To put a figure on this, ST scientists are claiming an external quantum efficiency of 10 to 20 percent. That means for every electron that goes into the system, 10 to 20 percent are converted into useful photons. A range is given because the efficiency largely depends on the packaging of the device (see Scientists Try a Solar Sell).
Previous "breakthroughs" in light-emitting silicon only achieved efficiencies an order of magnitude lower than this. Last year, for example, it was widely reported that researchers at the University of Surrey in the U.K. had created a silicon LED with an external quantum efficiency of 0.2 percent (see Out of the Lab: Light From Silicon).
However, ST may be stretching the truth a little by claiming to get light out of silicon itself. What it's actually done is produce a layer of silicon-rich oxide (SRO), which it has doped with erbium ions. The result is a material similar to erbium-doped fiber, which is compatible with standard silicon processing techniques. Light is really produced by erbium ions, not silicon.

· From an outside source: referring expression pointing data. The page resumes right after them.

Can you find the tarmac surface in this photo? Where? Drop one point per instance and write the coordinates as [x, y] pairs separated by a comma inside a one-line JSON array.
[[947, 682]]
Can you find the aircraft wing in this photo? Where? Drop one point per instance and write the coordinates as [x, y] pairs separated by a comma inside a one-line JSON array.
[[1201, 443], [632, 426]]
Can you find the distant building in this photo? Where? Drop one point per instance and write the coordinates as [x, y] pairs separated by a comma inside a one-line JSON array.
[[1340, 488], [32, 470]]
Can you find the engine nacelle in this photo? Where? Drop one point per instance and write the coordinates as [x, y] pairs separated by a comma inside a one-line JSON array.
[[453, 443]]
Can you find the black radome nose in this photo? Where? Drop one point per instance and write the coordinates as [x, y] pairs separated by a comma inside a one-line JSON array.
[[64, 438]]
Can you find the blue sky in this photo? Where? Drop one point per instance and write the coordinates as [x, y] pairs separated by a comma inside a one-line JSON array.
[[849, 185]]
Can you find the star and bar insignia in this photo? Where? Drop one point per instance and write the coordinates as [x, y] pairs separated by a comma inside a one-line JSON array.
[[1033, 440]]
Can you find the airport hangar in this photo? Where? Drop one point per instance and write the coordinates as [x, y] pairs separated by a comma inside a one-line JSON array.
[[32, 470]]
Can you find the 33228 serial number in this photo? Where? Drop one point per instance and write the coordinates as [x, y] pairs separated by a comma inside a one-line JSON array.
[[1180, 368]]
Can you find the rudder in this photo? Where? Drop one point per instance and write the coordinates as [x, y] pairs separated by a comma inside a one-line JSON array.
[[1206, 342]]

Salvo Coffa, manager of the research team responsible for the work, says that light is produced from silicon in the sense that the electrical current needed to power the device is applied to silicon. Inside the device, the electrons travel to the erbium ions, which then give up energy as photons.

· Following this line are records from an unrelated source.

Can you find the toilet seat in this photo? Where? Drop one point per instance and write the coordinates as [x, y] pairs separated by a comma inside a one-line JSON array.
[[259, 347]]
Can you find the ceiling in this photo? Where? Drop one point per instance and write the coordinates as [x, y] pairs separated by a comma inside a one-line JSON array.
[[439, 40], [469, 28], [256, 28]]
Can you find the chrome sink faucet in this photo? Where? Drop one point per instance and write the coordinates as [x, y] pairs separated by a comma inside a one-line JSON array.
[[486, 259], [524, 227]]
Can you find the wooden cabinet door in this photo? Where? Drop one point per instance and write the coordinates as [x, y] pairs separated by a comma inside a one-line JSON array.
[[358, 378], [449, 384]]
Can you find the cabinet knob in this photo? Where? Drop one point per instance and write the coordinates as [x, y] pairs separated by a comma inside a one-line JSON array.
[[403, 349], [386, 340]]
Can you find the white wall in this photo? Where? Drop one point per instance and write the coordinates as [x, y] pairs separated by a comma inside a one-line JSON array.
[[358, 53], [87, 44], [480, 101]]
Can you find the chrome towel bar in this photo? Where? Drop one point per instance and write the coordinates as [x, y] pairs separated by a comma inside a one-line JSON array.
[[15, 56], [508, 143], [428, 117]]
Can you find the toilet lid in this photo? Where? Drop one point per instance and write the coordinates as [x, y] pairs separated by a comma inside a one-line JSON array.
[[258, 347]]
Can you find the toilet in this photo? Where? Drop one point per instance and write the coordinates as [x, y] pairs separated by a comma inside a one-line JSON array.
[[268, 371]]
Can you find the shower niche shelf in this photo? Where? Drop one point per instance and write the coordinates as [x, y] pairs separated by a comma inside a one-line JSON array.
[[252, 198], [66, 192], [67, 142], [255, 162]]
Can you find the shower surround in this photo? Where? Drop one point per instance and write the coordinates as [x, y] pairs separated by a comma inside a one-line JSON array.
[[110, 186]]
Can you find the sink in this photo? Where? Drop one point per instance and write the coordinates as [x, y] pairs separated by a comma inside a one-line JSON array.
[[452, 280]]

It's worth pointing out that other companies -- notably those working on erbium-doped waveguide amplifiers (EDWAs) -- have also come up with ways of producing erbium-doped layers of glass on a silicon substrate. But there's one important difference: These other companies can only get electrons into the erbium by pumping it with light from another laser. ST's main breakthrough was finding a way of injecting electrons into the material simply by applying an electric current.
Glass is normally an electrical insulator -- hence the need for optical pumping. However, silicon-rich oxide does conduct electricity. As the name suggests, SRO is basically glass that contains more silicon than is expected from the chemical formula SiO2. It consists of small agglomerates of silicon inside a matrix of glass, which conducts electricity by a process called Fowler-Nordheim tunneling, an explanation of which is a bit beyond the scope of this article (and the author -- so go look it up!).
The most interesting thing about all this is that ST's work could be close to commercialization. In the next couple of months, it expects to ready engineering samples of a device containing two separate electrical circuits that communicate using light. The device would be used in applications where the two circuits must be electrically isolated to prevent crosstalk, such as power control circuits. The chip integrates an LED, a waveguide, and a detector, as well as electronics.
The devices are being produced on the same pilot line that ST uses to develop new MOSFET (metal-oxide semiconductor field-effect transistor) and bipolar integrated circuits, the company says.
Beyond this initial product, key application areas are likely to be high-speed digital circuits and optoelectronics for telecommunications. In its press release, STMicroelectronics says it is investigating advanced CMOS circuits where clock signals are distributed through the chip at the speed of light, as well as low-cost integrated devices for DWDM transmission. Another intriguing possibility is the development of new types of optical amplifier that are electrically, as opposed to optically, pumped.
Coffa declined to give details of future applications, saying the industry would have to wait for product announcements. His company has applied for patents on the technology and plans to present technical papers in due course.